Screening a portfolio is not a “one-size-fits-all” scenario. Investors have varying social values. This seems to be most prevalent in equities and corporate debt as a result of investors seeking investments in companies with positive environmental, social and governance records. Many institutional investors have policies in place that clearly set forth their positive screening factors. What if, though, there were investments where investors didn’t have to decide if a company was or wasn’t in line with their values or missions? It seems that many market-rate asset classes that have clear qualitative and quantitative outcomes get lost in the shuffle when it comes to positive screening. Here are a few examples:
- Insured Deposits (Cash): Market-rate insured deposits offer a low-risk option for investors looking to positively align their investments. Many of their lending activity are in low-income/underserved communities. These products are typically federally insured and can provide market rates of return with a focus on low wealth communities. Just a quick list of some of their positive outcomes: home ownership, small business lending, environmental conservation, microcredit, financial literacy training, job creation and business development. With many of these instruments, investors can see quantitative positive results from their investment.
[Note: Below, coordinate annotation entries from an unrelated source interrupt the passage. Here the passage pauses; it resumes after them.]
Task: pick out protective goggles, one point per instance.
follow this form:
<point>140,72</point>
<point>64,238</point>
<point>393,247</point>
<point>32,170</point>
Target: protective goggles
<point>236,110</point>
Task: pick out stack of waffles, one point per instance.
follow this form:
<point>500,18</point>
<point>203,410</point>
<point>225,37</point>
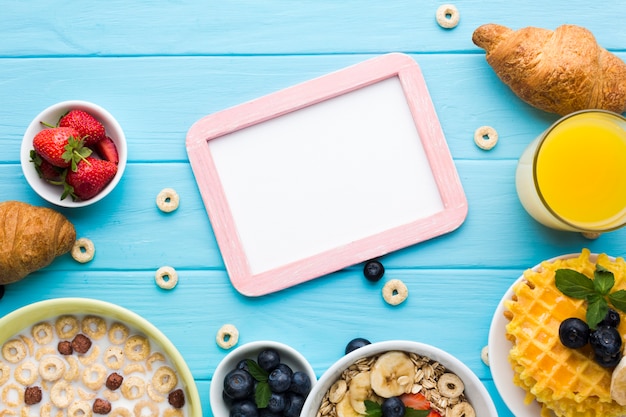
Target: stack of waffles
<point>566,382</point>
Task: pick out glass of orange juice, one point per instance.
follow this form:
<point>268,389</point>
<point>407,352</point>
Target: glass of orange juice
<point>573,176</point>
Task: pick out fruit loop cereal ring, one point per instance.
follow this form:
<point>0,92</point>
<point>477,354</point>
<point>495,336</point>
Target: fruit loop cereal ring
<point>485,137</point>
<point>227,336</point>
<point>5,373</point>
<point>484,355</point>
<point>114,357</point>
<point>137,348</point>
<point>94,376</point>
<point>79,409</point>
<point>14,351</point>
<point>164,379</point>
<point>146,408</point>
<point>66,327</point>
<point>395,292</point>
<point>42,333</point>
<point>12,395</point>
<point>450,385</point>
<point>118,333</point>
<point>133,387</point>
<point>166,277</point>
<point>26,373</point>
<point>94,327</point>
<point>463,409</point>
<point>83,250</point>
<point>167,200</point>
<point>51,368</point>
<point>448,16</point>
<point>62,394</point>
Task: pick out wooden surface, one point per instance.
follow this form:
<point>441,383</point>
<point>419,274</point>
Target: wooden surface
<point>160,66</point>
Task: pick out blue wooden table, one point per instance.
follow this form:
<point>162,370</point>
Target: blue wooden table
<point>160,66</point>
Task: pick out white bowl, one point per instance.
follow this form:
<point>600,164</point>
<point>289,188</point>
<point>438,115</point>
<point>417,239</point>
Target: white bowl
<point>288,355</point>
<point>475,391</point>
<point>51,115</point>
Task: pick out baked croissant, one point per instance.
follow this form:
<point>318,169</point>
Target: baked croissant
<point>558,71</point>
<point>31,237</point>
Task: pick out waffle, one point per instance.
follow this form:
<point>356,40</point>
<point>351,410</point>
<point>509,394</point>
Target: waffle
<point>566,382</point>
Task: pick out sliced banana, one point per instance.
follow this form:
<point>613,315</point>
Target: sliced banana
<point>618,382</point>
<point>392,374</point>
<point>360,389</point>
<point>344,407</point>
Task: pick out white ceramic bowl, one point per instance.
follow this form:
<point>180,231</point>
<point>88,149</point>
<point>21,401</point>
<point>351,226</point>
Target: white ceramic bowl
<point>51,115</point>
<point>288,355</point>
<point>23,318</point>
<point>475,391</point>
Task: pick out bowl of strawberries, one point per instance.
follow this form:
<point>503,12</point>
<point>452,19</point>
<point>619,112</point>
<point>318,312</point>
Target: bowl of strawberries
<point>73,153</point>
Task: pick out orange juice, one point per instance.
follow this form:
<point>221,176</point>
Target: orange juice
<point>578,173</point>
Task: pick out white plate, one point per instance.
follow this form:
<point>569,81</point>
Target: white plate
<point>499,348</point>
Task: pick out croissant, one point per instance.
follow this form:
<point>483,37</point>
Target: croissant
<point>31,237</point>
<point>558,71</point>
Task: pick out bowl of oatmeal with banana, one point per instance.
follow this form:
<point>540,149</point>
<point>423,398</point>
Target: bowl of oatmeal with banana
<point>84,357</point>
<point>397,378</point>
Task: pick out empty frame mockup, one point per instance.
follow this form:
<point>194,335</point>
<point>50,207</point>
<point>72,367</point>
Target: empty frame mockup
<point>326,174</point>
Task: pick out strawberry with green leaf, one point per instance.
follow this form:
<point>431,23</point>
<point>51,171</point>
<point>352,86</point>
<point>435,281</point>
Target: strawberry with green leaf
<point>91,176</point>
<point>61,147</point>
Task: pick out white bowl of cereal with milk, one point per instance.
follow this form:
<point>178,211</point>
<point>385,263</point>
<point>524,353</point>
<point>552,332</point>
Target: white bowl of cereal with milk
<point>84,357</point>
<point>391,378</point>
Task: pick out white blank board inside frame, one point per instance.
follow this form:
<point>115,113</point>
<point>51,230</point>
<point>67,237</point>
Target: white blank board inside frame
<point>326,174</point>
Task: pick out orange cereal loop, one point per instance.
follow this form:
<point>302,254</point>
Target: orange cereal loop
<point>164,379</point>
<point>133,388</point>
<point>42,333</point>
<point>26,373</point>
<point>94,327</point>
<point>137,348</point>
<point>62,394</point>
<point>94,376</point>
<point>51,368</point>
<point>12,395</point>
<point>67,327</point>
<point>143,406</point>
<point>118,333</point>
<point>14,351</point>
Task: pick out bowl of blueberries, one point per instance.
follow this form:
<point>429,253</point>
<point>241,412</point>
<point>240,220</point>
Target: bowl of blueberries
<point>261,379</point>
- Fixed Income (excluding Corporates): Moving up the traditional risk spectrum takes us to fixed income (excluding Corporates). There are various bonds, such as municipal bonds and multifamily MBS that can be positively aligned with an investor’s values. Municipal bonds fund the construction of schools, housing projects, hospitals, etc. Revenue bonds, in particular, fund a specific project and are backed by the cash flows generated from that project. The project could be part of a large revitalization effort or possibly an environmentally friendly activity that is helping to improve the community. General Obligation (GO) bonds are backed by the full faith and credit of the issuing municipality. Many of these issues offer clearly defined use of proceeds analysis providing an investor with qualitative and many times, quantitative positive outcomes. Multifamily MBS issues can finance affordable housing properties. A large majority of these properties are now incorporating other ‘human capital’ initiatives in distressed urban core neighborhoods enabling residents to lead healthy lives in self-sustaining communities.
- Private Equity: Moving even further along the traditional risk spectrum takes us to private equity. Many private equity funds now have an explicit focus on inner cities and underserved communities providing investors with quantitative and qualitative positive outcomes. For example, one private equity fund targets market-rate financial returns and social benefits to rural communities and those affected by natural disasters in South America. Another example is a private real estate fund that acquires and develops commercial properties in inner-city communities providing opportunities for corporate, government and retail tenants to locate facilities in these properties.
Investors who choose to rely only on equities and/or corporate debt as part of their positively screened portfolios are missing out on the numerous tracked and measured real positive outcomes that can result from investing in the aforementioned areas.